I am new to the company where I work and responsible for the patch management process. Before I started here there was none. I have now implemented a patch management process, but we have a server farm of 500 Windows servers not connected to the Internet consisting of Windows 2000 and 2003 servers, with various service packs.
For these servers, I still have to see how to get up to date with the patches (some servers are missing patches as from up 2002). Now I have to make sure our servers are up to date with at least critical patches which all require reboots for patches of the last five years. Of course our clients like to limit the downtime of the servers. Do you have any suggestions?
Unfortunately, patching servers to keep them current and avoid problems is a cost of doing business. You should have some type of Internet connectivity to do the patching, because that will be faster than installing patches from CDs. While some patches let you hold off on reboots until the end, I would not recommend it; I prefer to apply the patches in stages, testing the server for proper operation between groups of patches.
To minimise the potential problems, there are several things you should do first to get ready. Make sure that all the servers are showing the same time and are using the same time source. I would also look into the server resource tools to run some additional server checks to look for possible Active Directory problems, etc, before and during the patch application process.
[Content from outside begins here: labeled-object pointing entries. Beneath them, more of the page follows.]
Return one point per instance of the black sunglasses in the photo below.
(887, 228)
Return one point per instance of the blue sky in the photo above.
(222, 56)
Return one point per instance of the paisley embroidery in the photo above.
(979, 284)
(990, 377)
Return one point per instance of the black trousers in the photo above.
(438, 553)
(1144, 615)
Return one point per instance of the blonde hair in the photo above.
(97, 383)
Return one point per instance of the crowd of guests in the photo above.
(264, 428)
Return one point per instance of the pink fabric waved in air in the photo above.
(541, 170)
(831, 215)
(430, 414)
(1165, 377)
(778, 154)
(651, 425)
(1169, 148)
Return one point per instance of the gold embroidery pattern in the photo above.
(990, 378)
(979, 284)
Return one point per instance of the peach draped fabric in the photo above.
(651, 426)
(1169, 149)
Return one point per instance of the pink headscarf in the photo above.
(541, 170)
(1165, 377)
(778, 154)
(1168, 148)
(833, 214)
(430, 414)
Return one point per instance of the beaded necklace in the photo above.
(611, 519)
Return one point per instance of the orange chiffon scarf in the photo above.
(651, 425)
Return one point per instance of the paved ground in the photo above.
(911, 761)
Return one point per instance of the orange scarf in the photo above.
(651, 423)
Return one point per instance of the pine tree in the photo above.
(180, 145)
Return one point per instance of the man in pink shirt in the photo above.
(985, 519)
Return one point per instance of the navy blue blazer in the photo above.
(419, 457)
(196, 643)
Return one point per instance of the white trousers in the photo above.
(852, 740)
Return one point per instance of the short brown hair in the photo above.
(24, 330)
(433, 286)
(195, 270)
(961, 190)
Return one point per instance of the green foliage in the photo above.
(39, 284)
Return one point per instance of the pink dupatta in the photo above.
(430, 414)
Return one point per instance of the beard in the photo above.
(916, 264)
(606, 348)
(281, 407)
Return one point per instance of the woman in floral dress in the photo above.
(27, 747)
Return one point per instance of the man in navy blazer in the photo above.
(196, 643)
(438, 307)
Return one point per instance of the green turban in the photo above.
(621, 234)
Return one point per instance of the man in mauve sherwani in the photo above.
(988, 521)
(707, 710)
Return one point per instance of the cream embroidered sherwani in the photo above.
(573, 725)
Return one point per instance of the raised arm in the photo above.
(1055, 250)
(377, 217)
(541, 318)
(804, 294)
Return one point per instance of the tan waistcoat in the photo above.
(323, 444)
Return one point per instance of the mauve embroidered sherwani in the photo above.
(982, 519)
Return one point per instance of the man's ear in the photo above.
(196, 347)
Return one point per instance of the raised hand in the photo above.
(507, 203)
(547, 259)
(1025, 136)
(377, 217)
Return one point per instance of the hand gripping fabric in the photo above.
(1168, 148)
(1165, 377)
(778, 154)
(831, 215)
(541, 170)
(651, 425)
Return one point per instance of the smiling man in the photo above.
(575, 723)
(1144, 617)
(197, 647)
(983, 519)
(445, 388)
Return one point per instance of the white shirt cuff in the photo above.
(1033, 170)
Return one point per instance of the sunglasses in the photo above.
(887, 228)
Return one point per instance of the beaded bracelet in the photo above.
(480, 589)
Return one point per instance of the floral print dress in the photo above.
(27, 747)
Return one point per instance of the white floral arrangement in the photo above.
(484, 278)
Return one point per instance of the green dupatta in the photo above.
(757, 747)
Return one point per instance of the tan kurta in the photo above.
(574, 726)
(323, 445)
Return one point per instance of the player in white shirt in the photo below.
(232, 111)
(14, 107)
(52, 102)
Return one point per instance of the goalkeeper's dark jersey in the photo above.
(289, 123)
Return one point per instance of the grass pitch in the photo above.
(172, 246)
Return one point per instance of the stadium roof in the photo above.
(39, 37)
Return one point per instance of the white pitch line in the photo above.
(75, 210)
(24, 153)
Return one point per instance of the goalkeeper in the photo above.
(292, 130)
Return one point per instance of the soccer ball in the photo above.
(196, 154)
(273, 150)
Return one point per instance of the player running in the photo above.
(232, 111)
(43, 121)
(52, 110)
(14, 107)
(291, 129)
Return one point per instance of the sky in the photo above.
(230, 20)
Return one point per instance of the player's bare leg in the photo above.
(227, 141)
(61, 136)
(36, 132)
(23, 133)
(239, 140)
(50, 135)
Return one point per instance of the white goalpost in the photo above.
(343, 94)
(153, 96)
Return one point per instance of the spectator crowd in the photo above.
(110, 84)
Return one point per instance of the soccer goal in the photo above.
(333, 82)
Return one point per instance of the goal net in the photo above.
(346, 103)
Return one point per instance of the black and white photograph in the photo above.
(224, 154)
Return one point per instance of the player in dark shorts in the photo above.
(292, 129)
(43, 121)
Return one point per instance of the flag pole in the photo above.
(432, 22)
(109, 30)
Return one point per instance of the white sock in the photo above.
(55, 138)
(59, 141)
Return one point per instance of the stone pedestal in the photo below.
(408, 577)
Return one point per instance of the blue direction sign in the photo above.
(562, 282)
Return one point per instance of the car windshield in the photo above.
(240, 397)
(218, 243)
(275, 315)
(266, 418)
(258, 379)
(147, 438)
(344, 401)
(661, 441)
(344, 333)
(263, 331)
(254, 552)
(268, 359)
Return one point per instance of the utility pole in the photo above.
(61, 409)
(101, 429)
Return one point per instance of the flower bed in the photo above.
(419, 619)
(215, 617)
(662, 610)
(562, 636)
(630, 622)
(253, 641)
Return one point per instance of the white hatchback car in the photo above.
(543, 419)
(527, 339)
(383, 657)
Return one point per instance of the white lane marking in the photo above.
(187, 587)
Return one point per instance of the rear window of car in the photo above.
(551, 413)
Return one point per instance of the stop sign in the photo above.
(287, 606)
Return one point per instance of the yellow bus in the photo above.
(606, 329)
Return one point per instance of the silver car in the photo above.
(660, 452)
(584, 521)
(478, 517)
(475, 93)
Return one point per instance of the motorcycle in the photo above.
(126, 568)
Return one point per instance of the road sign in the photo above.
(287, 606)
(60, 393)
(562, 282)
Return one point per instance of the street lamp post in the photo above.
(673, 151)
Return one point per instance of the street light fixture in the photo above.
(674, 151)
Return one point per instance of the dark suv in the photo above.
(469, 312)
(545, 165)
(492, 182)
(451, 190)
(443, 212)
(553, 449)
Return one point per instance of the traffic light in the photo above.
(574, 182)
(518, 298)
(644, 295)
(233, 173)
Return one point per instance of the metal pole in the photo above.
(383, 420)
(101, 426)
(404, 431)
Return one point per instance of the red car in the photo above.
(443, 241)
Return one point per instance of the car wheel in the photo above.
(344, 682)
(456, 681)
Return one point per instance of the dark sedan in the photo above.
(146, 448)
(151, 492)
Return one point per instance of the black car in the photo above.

Because of the number of servers, I'd strongly suggest looking at a commercial patch-management solution such as PatchLink -- they can make the process easier and reduce the amount of overall downtime. In any case, schedule some additional tape backups to give yourself a safety net just in case. You may also want to factor in updates for additional services such as SQL, which will need updates applied that aren't a part of the base Windows server patch process.
Your clients need to understand that there will be some downtime. With some planning and the use of a commercial patch-management tool, you should be able to go a long way in minimising the amount of downtime. Once the servers are up to date, keeping them up to date on an ongoing basis shouldn't be nearly as involving.